A red blur caught the corner of my eye. I was driving down McKinney approaching Cole Park on a Saturday afternoon. A man in a red shirt ran from the park a half block ahead of me to a car waiting with its engine running and a door open. He jumped in, slammed the door, and the car sped off. By this time I was attentive, playing junior detective. (The last time I had seen a running man jump into a car and speed off, it turned out he had stolen a pistol from a pawn shop.)

Still a half block behind I watched a small black dog chasing after the car. The little dog was running in and out of the street as the car took off, and I had to swerve to miss it. I was directly behind the car now, as we both slowed for the intersection at Fitzhugh. At the stop light I started to think about how the little dog was going to survive, especially about how it would keep from getting run over. This started to make me a little angry at the three people in the car in front of me. I took their license number. By the time the light had changed, I’d decided to circle back to the park to check on the dog.

It was panicked, yelping and jumping and racing around in crazy circles. An old man walked up with a dog on a leash. He asked if the black dog was mine, and I said no and told him what had happened. He squatted and whistled to the little dog and held out his hand, and it went to him, scared and shivering. Now he and I talked over the matter, making each other really angry at the people who had abandoned this dog in the park. When we saw a little bowl of water that had apparently been left to sustain the dog, the old man was so mad he kicked it over. He said he and his wife had nine cats at home because so many people moved out of their apartments and left their cats behind.

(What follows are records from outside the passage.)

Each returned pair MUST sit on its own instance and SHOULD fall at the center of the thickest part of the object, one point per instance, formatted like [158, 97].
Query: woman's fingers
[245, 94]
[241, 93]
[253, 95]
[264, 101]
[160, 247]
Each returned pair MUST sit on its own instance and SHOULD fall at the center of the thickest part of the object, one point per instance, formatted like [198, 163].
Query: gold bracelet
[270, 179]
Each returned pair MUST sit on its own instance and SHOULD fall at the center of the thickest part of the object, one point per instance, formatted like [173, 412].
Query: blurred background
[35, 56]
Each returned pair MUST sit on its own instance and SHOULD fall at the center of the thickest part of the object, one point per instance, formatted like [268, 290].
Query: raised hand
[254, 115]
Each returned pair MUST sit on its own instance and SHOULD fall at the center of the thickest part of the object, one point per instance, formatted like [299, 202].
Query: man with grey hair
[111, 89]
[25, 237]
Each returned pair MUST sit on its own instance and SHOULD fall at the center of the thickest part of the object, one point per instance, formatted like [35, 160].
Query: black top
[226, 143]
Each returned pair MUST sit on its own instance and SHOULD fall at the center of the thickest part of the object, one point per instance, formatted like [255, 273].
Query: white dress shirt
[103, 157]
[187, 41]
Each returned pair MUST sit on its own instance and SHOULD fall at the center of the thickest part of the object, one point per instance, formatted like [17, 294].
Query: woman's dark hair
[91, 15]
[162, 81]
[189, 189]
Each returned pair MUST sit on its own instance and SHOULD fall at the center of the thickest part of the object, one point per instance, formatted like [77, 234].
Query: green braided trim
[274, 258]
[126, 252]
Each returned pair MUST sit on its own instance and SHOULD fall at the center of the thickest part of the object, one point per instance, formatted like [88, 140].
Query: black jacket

He had spent eight dollars that morning on cat food. He said he wanted to take the dog home, but that his wife wouldn’t be too pleased, considering the nine cats and his own dog. I said take it home and call the animal shelter. After I put the little dog in the car and climbed in behind the wheel, the old man hesitated, then started toward my car, but changed his mind and waved and walked away.

When I got to the house, I called animal control and asked if there was a law against abandoning pets. The guy who answered said no. He said he could send a truck by to pick up the dog but I knew what that meant and declined. Later we placed the dog in a friendly home.

The fellow who answered the phone at animal control that Saturday afternoon was wrong. There is a law against abandoning animals. It’s understandable, though, that he didn’t know about it. Although, according to the city staff, thousands of pets are abandoned in Dallas every year, the record shows only two formal complaints. One of those involved a stolen car. The second is mine. Animal control investigators have turned over their case against the people in the car to the district attorney.